The multiplication factor between the annual salary of a classroom teacher and a central office administrator is more outrageous – between two and seven times more in large urban school districts. If public school administrators cannot dramatically improve children's social and academic outcomes after two to three years at any management level, why are these administrators receiving these large salaries for continued non-performance?

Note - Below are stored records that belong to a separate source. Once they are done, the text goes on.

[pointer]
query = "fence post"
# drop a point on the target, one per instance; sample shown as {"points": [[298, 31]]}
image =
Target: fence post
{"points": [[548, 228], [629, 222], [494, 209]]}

I can imagine what the typical reader is thinking. What would change if we removed ineffectual administrators and placed them back into the classroom forfeiting their bloated annual salaries and associated retirement pension benefits? In one word, EVERYTHING! School principals and central office administrators would stop using the ideological curricular programs and instructional methodologies that have not been effective for multiple decades, if there was a personal accountable cost. Death and taxes are not the only certainty in this world. Trust me! A campus or central office administrator would be highly receptive to addressing students’ academic needs much more quickly, if NOT doing so was equally costly to their own professional capacity and financial plight. Instead, at-risk children singularly feel the social, academic brunt and later in their life, the economic ramifications from the failure of ineffective Title 1 campus leadership and curricular ideologies.